In his younger years Bert collected firearms and owned multiple motorcycles, and in 1954 he rode his Harley from Fairbanks to Bellingham using the Alcan Highway (which is unofficially referred to as ‘The Alaskan Highway’) when it was still very new and primitive. A nature lover and artist, Mr. Coffield was always doing and creating something, whether it was carving wood, oil painting, or drawing; he also loved to read and was always in the middle of a book in an attempt to ‘discover the answers to life’s deeper mysteries.’ He had a ‘consummately generous spirit’ and was always ‘giving things away’ in an attempt to share the recent things that he had recently learned and picked up. He didn’t believe in death at the end, but ‘as a transfer point to the next level of consciousness.’
In her final few years on this earth Virginia lived with Patsy and died after what seems like a life full of struggles and mental illness on June 19, 2018 at the age of seventy-three. I was easily able to find Patsy’s Facebook page, and in her (public) posts she made no secret that her mother had suffered from self-harm tendencies and often resorted to verbal threats and physical abuse when she didn’t get her way.

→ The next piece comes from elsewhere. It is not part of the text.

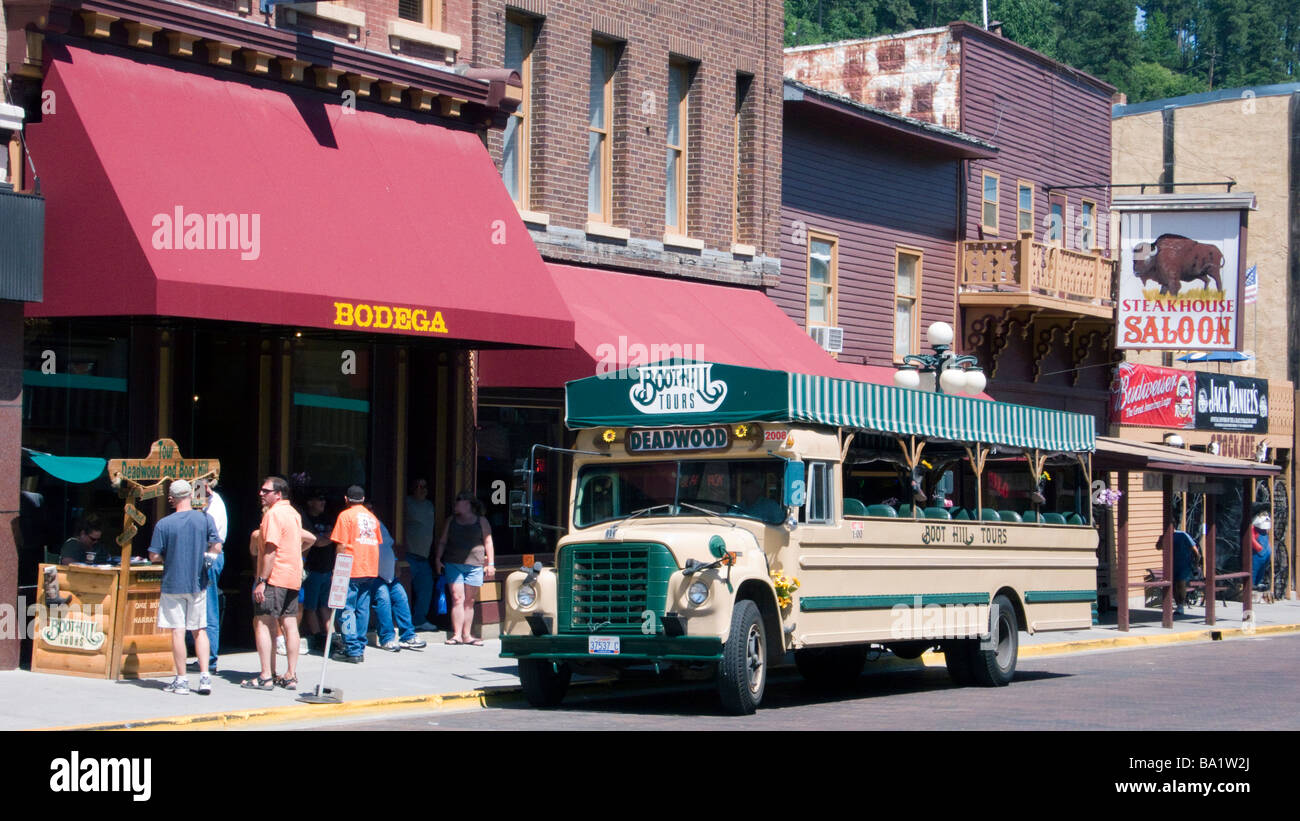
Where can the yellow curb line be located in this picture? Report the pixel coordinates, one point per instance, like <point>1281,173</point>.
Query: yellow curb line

Wendy’s sister Patsy Lee was only fifty-eight when she passed away in her sleep in her home in Enumclaw on January 28, 2024. In her adult life, she worked at Circle K and Seven Eleven for several years before she later found employment at the Muckleshoot Casino Resort in Auburn, retiring around 2022. According to her obituary, Patsy adored her late parents and sister and missed them all greatly, and she enjoyed sharing her memories about them.
* I do feel that it is important to note that Wendy Lee Coffield is not technically Gary Ridgway’s first victim: at the age of sixteen he stabbed a six-year-old boy, critically injuring him; LE ignored the child when he blamed him for the attack and he went unpunished. In 1980, Ridgway was arrested for allegedly choking a prostitute, but no charges were filed after he claimed that the woman had bit him. Two years later he was arrested for solicitation, and it’s strongly speculated that he began murdering women shortly after.